Les Grenoüilles qui demandent un Roy.

Les Grenoüilles se lassant

De l’estat Democratique,

Par leurs clameurs firent tant

Que Jupin les soûmit au pouvoir Monarchique.

Il leur tomba du Ciel un Roy tout pacifique :

Ce Roy fit toutefois un tel bruit en tombant,

Que la gent marécageuse,

Gent fort sotte et fort peureuse,

S’alla cacher sous les eaux,

Dans les joncs, dans les roseaux,

Dans les trous du marécage,

Sans oser de long-temps regarder au visage

Celuy qu’elles croyoient estre un geant nouveau ;

Or c’estoit un soliveau,

De qui la gravité fit peur à la premiere,

Qui de le voir s’avanturant

Osa bien quitter sa taniere.

Elle approcha, mais en tremblant.

Une autre la suivit, une autre en fit autant,

Il en vint une fourmilliere ;

Et leur troupe à la fin se rendit familiere

Jusqu’à sauter sur l’épaule du Roy.

Le bon Sire le souffre, et se tient toûjours coy.

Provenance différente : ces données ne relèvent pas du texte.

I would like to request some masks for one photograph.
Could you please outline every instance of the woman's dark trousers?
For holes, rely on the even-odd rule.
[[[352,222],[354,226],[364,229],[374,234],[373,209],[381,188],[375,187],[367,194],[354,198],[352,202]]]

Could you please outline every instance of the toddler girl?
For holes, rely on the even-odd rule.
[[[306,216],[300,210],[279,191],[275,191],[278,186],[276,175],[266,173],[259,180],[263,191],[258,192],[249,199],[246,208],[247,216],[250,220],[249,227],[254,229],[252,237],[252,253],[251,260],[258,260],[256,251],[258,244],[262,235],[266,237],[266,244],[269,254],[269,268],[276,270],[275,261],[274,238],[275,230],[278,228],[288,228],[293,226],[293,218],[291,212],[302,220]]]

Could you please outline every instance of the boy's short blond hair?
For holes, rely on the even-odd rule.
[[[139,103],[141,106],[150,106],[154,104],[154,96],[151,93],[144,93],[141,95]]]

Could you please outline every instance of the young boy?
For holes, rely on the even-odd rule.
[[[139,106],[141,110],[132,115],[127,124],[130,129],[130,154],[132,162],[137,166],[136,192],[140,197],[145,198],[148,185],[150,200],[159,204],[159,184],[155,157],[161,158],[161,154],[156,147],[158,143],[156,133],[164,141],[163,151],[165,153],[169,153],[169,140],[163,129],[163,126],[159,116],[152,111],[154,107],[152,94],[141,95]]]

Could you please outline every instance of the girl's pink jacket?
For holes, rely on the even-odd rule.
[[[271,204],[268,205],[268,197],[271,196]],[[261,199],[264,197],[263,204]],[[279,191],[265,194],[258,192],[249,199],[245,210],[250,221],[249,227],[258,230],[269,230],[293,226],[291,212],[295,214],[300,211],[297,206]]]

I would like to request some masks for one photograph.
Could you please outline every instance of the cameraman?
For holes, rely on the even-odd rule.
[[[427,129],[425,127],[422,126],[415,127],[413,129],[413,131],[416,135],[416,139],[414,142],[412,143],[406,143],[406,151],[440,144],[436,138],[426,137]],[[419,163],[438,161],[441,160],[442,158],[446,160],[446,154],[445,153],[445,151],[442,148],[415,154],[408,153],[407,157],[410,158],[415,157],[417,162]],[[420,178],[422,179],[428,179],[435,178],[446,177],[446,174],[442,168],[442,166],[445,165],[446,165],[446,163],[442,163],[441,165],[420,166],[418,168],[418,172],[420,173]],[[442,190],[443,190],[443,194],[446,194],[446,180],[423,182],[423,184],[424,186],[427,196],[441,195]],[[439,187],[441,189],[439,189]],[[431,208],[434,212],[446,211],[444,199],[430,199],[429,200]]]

Jupin en a bien-tost la cervelle rompuë.

Donnez-nous, dit ce peuple, un Roy qui se remuë.

Le Monarque des Dieux leur envoye une Gruë,

Qui les croque, qui les tuë,

Qui les gobe à son plaisir ;

Et Grenoüilles de se plaindre ;

Et Jupin de leur dire : Et quoy ! vostre desir

A ses loix croit-il nous astraindre ?

Vous avez dû premierement

Garder vostre Gouvernement ;

Mais ne l’ayant pas fait, il vous devoit suffire

Que vostre premier Roy fust debonnaire et doux :

De celuy-cy contentez-vous,

De peur d’en rencontrer un pire.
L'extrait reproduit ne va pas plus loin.